The Martha’s Vineyard Commission Thursday granted approval for the Alliance Community Church to build a 3,920-square-foot addition to their Oak Bluffs facility.

The commission voted 10-3 in favor of the proposal. This put to an end the church’s long fight for an expansion, which brought out fierce opposition from members of the abutting neighborhood. In December, the commission voted against a more extensive expansion for the church’s facility on Ryan’s Way off Edgartown-Vineyard Haven Road.

“I really think justice was done,” said a gleeful Valci Carvalho, pastor of the Alliance Church, after the meeting. “We walk a long way, we try to do everything to please everybody, we know that’s impossible but we did our best.”

Commissioners who voted to allow the expansion said the proposal mitigated sound and wastewater concerns, and would be a boon to the church community.

“The main impact for the neighbors is noise and we have done our darndest to do a better job than last time,” said commissioner Douglas Sederholm.

In 2008 the church won approval for expansion from the MVC. The church came back before the commission last year for a more extensive expansion, which the commission voted against due to concerns over the visual impact of the building and its potential effect on the surrounding neighborhood.

At the time some commissioners questioned whether the church needed an expansion as the congregation was smaller than it had once been.

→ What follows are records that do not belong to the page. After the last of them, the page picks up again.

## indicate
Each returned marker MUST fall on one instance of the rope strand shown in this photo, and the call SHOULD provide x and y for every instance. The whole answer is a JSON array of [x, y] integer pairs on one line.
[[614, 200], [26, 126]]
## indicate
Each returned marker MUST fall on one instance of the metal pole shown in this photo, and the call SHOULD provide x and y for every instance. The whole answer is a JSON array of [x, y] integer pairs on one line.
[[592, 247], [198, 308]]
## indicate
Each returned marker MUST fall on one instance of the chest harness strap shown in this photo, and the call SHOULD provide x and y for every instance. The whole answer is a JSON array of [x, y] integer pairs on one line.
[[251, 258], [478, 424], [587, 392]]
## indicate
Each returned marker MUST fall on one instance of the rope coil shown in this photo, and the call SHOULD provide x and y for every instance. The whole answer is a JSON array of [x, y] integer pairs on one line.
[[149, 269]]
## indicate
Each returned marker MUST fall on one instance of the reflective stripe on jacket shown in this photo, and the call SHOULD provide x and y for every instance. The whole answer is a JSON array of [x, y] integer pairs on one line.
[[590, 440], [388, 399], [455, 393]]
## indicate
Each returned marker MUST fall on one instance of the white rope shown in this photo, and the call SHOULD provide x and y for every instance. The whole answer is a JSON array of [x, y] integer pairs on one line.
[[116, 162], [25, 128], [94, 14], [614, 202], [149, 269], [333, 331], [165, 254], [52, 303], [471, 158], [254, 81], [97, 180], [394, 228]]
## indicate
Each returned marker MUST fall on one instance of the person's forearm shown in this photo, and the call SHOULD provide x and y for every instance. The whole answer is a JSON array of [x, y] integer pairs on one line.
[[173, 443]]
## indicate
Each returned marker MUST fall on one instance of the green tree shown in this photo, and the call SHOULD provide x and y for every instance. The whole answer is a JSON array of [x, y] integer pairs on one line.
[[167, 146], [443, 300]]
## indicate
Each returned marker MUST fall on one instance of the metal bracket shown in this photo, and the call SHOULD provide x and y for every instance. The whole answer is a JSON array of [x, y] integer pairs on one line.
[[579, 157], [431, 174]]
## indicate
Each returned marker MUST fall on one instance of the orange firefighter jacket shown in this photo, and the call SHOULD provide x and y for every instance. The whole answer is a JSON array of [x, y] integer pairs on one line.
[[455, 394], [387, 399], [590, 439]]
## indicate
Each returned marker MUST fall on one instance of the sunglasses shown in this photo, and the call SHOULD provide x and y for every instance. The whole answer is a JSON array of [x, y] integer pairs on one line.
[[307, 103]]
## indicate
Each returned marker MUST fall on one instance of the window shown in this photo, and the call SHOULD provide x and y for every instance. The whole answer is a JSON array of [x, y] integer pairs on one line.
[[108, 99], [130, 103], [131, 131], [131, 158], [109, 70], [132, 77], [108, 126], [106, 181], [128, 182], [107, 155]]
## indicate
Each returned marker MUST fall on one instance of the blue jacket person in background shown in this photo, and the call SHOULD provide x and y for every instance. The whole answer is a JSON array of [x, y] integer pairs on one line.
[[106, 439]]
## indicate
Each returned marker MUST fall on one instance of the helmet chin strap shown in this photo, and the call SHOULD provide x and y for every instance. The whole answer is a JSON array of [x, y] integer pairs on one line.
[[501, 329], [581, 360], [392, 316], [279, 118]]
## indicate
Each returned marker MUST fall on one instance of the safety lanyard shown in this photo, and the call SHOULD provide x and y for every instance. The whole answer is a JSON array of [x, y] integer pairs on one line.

The church membership fluctuates between 60 and 80 households, according to commission documents. Meanwhile, the church revised its plans again, hoping to win commission approval. The size of the proposed building was reduced by five per cent to the current proposal of 11,808 gross square feet.

The 3,920-square-foot addition will house a 150-seat sanctuary for worship services. Renovation to the existing building would accommodate additional living space as well as a kitchen and classroom space.

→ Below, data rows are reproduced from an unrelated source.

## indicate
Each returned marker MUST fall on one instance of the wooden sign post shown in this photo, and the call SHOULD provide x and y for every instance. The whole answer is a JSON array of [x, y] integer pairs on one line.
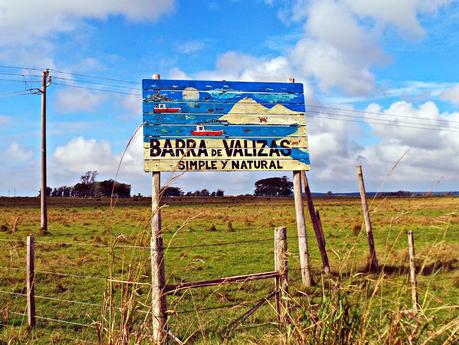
[[374, 266], [316, 224]]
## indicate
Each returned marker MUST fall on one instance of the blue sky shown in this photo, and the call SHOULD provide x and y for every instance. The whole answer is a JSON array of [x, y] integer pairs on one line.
[[381, 81]]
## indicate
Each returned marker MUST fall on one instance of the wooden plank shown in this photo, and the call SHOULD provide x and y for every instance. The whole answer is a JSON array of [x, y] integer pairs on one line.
[[30, 282], [161, 96], [315, 224], [224, 113], [374, 266], [266, 153], [281, 263], [305, 265], [158, 276], [413, 282], [243, 106], [224, 165], [209, 85], [227, 280], [225, 143], [193, 118], [225, 131]]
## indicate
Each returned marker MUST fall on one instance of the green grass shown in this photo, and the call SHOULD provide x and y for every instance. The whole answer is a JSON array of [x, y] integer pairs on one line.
[[344, 303]]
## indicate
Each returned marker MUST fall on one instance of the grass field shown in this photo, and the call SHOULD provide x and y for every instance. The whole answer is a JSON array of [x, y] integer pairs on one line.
[[221, 239]]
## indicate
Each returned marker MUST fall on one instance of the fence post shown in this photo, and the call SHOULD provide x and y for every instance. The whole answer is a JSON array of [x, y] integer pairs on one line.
[[315, 224], [322, 237], [301, 228], [414, 294], [281, 266], [158, 279], [30, 282], [374, 266]]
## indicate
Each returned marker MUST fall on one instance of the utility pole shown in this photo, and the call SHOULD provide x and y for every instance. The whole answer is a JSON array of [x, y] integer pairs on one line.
[[43, 203]]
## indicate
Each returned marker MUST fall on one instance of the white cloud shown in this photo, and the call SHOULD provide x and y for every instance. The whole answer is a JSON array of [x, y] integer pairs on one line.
[[4, 119], [27, 20], [80, 155], [190, 47], [340, 43], [17, 152], [133, 104], [431, 152], [75, 99], [451, 94], [177, 73]]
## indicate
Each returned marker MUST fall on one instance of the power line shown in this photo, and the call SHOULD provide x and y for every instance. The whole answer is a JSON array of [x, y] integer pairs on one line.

The project was approved with several pages of conditions, including composting toilets, prohibitions on amplified music outside the sanctuary, and a 30-foot vegetated buffer on Vineyard Haven Road.

After a lengthy review of the conditions, commissioner Erik Hammarlund said they were too detailed and he couldn’t support them.

“I am not confident that we are going to be able to enforce these conditions and I think these conditions are a crucial part of ensuring that this project is overall beneficial,” Mr. Hammarlund said.

He also said the church had violated conditions imposed on them in a previous commission decision, by holding church services in a space not approved for that use, and tearing down a wall between two rooms.

Mr. Sederholm said holding church services was a violation of their conditions, but not an egregious one.

“I don’t want to give them a pass on it, but I suggest that saying they held church services before they built the sanctuary is a little different than saying they are blasting music all over the place and they are disturbing the neighbors,” he said.

Some of the same concerns raised in previous hearings of the project surfaced again on Thursday from those who opposed the expansion.

Commissioner Madeline Fisher objected to the size of the building.

“It’s a very large building, it’s a very huge expansion and I just don’t approve it,” she said.

Abutters from the Ryan’s Way neighborhood vehemently opposed the expansion throughout the public hearing process, citing concerns about size, scale and noise.

While voting in favor of the project, Mr. Sederholm said the neighbors had carried out the most effective opposition campaign he’d observed in his 12 years as a commissioner.

“The neighbors have been vociferous in their opposition and have done the best job I have ever seen of a NIMBY assault,” he said.

The neighbors’ testimony included harsh criticism of the church’s plans and even church leadership, which often resulted in heated debate on the commission floor.

Some supporters of the church accused the neighbors and the commission of treating the church unfairly because of its primarily Brazilian membership.

Commissioner Josh Goldstein alluded to these tensions with an invitation to the Brazilian community Thursday night.

“I would encourage your community to run for one of these chairs,” he said. “I like having Erik on the commission but there is an open seat in West Tisbury. Come be part of the process, please.”

After the vote, Mr. Sederholm suggested that the church reach out to their neighbors and try to make peace with them.

“There is a tremendous amount of hostility between the church and the neighbors and anything the church can do on its side to try to start mending fences, it will take years to do, but I would strongly urge you to do whatever you can,” he said.

Ten commissioners voted in favor of the project: Clarence A. (Trip) Barnes 3rd, Jim Vercruysse, Christina Brown, Lenny Jason, Fred Hancock, Joan Malkin, Kathy Newman, Doug Sederholm and Linda Sibley. Erik Hammarlund, Josh Goldstein, and Madeline Fisher voted it down.

In other business, the commission voted to allow the installation of dim lighting at the end of the Oak Bluffs fish pier. The pier, which was completed last spring, will also be equipped with a bait-cutting station and an old-fashioned saltwater pump. Lights will be illuminated during fishing season, from April 1 to November 30.

While some fought for a public hearing on the subject, other commissioners said the lights were a logical safety fix and review was not necessary.

“Doesn’t this commission have better things to do?” asked commissioner Josh Goldstein. “This is an outrageous waste of time.”